Ingredients:
- 8 oz extra sharp cheddar cheese, freshly grated
- 0.5 cup unsalted butter, softened
- 1.5 cups all-purpose flour
- 1 tsp kosher salt
- 1 tsp cayenne pepper
- 0.5 tsp smoked paprika
- 0.25 tsp garlic powder
- 0.25 tsp celery seed
- 1 tbsp ice water
Instructions:
- Grate the cheese. Use the small holes on a box grater for the 8 oz extra sharp cheddar cheese. Note: Finer shreds integrate better with the flour.
- Cream the fats. Mix the 0.5 cup unsalted butter and grated cheese until a thick, orange paste forms.
- Whisk dry goods. In a separate bowl, combine 1.5 cups all purpose flour, 1 tsp kosher salt, 1 tsp cayenne pepper, 0.5 tsp smoked paprika, 0.25 tsp garlic powder, and 0.25 tsp celery seed.
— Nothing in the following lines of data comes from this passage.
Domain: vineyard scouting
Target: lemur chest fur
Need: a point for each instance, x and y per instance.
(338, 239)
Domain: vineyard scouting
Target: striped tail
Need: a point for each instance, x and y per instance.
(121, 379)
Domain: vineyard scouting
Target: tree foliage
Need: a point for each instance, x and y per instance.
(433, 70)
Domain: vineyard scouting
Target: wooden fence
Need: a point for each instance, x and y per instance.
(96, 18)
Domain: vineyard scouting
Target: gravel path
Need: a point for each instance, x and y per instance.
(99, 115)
- Combine. Add the dry mix to the cheese mixture until it looks like coarse sand.
- Hydrate. Drizzle in 1 tbsp ice water.
- Pulse or knead. Work the dough just until it starts to clump together. Do not overwork it or they will be tough.
- Form logs. Divide the dough and roll into two cylinders about 1.5 inches in diameter.
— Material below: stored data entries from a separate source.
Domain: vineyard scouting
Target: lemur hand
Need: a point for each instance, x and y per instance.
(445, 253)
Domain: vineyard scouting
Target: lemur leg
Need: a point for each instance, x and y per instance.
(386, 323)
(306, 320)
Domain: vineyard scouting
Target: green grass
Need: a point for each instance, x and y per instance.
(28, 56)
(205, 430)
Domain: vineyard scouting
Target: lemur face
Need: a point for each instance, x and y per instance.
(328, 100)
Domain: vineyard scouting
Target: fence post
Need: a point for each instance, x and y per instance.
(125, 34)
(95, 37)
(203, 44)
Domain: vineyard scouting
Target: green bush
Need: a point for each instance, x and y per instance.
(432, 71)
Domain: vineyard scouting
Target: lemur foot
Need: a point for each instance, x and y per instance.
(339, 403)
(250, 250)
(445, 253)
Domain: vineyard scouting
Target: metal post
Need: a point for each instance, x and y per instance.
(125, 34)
- Wrap and chill. Use plastic wrap to seal the logs tightly. Chill in the fridge for at least 1 hour. Note: This prevents the crackers from spreading.
- Preheat and slice. Set your oven to 350°F (180°C). Slice the logs into 1/4 inch rounds.
- Bake. Place on a parchment lined sheet and bake for 15 minutes until the edges are golden and the centers are firm.